I try to watch as many as possible in advance, and read a lot about upcoming films, but I also believe it is important to listen to our customers and we really encourage feedback, like our customer review cards that are displayed outside the cinema.
Storyhouse is the city’s only independent cinema – what does this mean?
The cinema inside Storyhouse is owned and operated by us – not a large chain – and that means it embodies the same principles and values that govern the building as a whole. We are inclusive and accessible, and work regularly with local organisations such as Cheshire & Warrington Carers Trust to make sure that the programme can be accessed by as many members of our community as possible. We have a Young Storyhouse Card scheme that guarantees the cheapest ticket prices for young people in the city – and it’s free to join! We aim to be environmentally friendly – and like the rest of Storyhouse don’t have single use plastic in the cinema. As a not-for-profit organisation, any money made from tickets helps us deliver all the brilliant youth and community activity that take place here too.
What makes the cinema at Storyhouse so unique?
When you first see Storyhouse you can’t help but think – wow! The building is a rare example of a 1930s built Odeon designed by the Harry Weedon architecture practice. I love the fact that the building was repurposed as a theatre, cinema, and library given that so many former cinemas were allowed to go into permanent decline. The cinema itself is a 92 seat modern boutique space with wide comfy seats and plenty of leg room – but look around the building and you will find examples of the original Odeon features, from the old clocks in The Kitchen, to the red sweeping staircase that lends a touch of glamour.
We pride ourselves on providing a friendly and welcoming experience and have a regular cinema team all on permanent contracts, so that audience members will see the same faces when they come. It doesn’t matter if you come on your own – someone will be around to say hi and have a chat
How does our programme support local creatives?

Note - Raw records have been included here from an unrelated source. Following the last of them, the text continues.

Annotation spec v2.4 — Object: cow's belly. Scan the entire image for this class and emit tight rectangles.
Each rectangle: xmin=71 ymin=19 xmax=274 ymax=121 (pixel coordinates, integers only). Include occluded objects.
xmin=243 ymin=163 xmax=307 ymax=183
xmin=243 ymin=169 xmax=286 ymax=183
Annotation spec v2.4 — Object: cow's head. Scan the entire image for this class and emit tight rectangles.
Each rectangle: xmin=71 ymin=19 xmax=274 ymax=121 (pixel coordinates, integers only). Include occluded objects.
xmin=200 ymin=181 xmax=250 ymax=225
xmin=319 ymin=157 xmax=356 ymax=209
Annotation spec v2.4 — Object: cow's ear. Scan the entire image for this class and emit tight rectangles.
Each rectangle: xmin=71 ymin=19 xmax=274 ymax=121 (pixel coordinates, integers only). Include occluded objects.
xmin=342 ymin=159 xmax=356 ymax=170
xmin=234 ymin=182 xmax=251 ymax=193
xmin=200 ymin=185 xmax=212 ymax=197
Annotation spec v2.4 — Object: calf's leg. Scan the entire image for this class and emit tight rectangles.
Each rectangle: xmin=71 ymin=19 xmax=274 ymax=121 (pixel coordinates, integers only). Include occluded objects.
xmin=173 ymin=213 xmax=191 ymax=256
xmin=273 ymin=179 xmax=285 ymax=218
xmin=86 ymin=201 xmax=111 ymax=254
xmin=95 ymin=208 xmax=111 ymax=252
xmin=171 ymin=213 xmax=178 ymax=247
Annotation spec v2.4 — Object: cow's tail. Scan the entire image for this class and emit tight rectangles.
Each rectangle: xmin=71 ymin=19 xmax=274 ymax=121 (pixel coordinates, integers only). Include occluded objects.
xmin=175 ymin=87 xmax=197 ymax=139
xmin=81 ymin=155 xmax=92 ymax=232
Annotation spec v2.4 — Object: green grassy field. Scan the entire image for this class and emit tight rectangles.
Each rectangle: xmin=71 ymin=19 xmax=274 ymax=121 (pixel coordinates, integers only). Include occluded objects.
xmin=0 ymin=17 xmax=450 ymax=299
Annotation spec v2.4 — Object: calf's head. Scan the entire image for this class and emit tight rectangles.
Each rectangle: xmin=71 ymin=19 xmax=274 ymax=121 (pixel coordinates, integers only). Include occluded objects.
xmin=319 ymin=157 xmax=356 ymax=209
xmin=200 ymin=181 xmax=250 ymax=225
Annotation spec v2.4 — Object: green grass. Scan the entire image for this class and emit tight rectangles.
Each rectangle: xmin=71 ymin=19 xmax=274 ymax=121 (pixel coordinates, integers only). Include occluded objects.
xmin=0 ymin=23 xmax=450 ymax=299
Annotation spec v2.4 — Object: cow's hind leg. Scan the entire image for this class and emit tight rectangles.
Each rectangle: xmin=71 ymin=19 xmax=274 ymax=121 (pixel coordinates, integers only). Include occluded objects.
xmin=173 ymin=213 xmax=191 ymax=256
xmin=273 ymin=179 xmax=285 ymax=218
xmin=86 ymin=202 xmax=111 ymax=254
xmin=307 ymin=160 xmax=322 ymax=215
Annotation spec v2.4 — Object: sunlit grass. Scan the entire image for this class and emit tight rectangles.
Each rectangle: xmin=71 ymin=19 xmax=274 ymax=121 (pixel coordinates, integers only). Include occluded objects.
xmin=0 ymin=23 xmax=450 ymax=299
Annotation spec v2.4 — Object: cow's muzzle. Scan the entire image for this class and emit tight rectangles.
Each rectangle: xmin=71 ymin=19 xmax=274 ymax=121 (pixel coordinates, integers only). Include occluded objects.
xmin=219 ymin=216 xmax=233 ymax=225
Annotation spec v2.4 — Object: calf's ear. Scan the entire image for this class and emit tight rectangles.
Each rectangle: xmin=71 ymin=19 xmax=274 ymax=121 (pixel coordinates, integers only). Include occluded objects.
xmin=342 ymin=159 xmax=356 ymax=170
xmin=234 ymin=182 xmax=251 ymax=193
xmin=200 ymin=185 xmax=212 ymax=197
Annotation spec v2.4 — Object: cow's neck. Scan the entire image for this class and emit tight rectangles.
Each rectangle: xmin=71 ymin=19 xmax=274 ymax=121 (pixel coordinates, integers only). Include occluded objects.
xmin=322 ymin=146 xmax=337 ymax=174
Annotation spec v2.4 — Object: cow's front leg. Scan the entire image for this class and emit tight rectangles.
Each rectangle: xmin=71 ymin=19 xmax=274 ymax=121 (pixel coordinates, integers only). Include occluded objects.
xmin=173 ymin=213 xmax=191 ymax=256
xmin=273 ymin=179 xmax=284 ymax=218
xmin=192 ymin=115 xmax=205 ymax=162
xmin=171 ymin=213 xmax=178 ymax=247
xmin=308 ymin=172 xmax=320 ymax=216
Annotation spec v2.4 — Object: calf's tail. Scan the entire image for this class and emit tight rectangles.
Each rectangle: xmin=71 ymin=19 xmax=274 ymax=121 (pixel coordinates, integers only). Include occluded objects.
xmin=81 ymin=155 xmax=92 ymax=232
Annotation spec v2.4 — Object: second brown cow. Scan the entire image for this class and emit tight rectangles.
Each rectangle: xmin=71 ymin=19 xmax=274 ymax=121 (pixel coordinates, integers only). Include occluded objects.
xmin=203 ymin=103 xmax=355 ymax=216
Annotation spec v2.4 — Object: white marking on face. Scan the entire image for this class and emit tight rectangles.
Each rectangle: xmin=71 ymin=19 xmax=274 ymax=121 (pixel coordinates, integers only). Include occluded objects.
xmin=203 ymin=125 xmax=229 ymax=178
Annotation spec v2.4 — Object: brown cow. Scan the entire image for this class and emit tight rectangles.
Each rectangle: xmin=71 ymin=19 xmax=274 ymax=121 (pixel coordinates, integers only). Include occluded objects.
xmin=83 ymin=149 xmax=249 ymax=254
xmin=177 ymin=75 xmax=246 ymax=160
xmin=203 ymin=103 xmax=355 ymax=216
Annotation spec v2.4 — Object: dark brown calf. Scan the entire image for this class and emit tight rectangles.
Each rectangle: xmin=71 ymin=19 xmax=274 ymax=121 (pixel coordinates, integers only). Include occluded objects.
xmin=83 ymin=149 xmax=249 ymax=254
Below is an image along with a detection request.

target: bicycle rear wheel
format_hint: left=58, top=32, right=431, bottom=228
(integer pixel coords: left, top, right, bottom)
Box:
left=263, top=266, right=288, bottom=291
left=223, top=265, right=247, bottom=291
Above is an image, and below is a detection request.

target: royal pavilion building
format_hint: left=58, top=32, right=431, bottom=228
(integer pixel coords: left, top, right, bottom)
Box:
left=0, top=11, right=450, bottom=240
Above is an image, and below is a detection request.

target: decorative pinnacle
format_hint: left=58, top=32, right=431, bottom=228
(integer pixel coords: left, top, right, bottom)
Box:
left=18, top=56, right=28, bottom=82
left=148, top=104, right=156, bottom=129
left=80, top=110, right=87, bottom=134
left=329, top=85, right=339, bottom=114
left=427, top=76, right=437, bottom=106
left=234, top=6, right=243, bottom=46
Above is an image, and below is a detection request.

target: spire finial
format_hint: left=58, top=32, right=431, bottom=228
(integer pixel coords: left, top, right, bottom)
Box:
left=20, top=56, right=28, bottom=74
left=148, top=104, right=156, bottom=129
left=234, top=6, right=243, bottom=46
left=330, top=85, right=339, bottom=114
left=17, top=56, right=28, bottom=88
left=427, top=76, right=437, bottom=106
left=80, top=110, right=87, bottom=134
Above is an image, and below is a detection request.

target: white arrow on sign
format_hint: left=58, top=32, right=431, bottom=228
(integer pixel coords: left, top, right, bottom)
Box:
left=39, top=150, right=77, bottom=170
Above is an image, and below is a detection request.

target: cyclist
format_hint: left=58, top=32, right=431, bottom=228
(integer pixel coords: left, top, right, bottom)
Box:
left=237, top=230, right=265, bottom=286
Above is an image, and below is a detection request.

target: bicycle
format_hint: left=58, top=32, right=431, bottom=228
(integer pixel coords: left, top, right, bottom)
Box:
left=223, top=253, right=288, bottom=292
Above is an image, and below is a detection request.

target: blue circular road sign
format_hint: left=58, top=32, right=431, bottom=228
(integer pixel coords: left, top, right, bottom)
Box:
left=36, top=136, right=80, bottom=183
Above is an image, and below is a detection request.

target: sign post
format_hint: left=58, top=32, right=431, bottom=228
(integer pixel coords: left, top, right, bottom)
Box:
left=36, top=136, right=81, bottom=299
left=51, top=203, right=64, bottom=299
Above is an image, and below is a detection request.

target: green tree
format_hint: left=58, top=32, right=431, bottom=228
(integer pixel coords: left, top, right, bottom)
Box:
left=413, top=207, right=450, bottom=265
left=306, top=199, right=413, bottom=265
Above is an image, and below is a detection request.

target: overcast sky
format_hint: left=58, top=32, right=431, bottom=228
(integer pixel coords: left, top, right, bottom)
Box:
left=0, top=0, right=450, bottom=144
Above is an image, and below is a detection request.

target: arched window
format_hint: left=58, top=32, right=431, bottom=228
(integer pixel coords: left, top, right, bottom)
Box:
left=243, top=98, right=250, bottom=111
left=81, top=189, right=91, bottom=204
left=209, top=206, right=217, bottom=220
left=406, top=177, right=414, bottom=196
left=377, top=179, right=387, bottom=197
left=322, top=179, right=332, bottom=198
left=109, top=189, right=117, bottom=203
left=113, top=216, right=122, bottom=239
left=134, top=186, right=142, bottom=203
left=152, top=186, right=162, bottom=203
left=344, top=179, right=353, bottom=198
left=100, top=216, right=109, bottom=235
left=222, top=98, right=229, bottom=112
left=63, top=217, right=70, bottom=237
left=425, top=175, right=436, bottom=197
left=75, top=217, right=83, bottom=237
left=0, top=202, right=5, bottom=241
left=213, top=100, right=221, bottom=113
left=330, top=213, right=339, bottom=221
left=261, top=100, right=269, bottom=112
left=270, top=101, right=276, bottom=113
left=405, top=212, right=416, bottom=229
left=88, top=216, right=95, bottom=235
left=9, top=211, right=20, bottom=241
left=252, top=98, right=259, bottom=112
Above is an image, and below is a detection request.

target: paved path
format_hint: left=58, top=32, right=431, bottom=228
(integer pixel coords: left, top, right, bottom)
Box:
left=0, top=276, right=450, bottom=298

The cinema is very connected to the Storyhouse Young Programmers who curate special film seasons and we are a delivery partner for the BFI (British Film Institute) Film Academy, which targets young people that are interested in working in the film industry but might face barriers to access the education or experience needed to progress. We also partner with the BFI Film Network to showcase new shorts made by filmmakers in the north. Earlier this year we partnered with the Oska Bright Film Festival – the largest festival for filmmakers who are neurodivergent or learning disabled – to run a training course for neurodivergent young adults in Chester to gain skills in film programming. We are open to collaboration with community groups and educators and every year we provide the venue for Chester Film Society to host their annual International Film Festival. When possible, we invite filmmakers and speakers to visit for post screening Q&As, panel events, and discussions which is a great way to explore the film on a deeper level.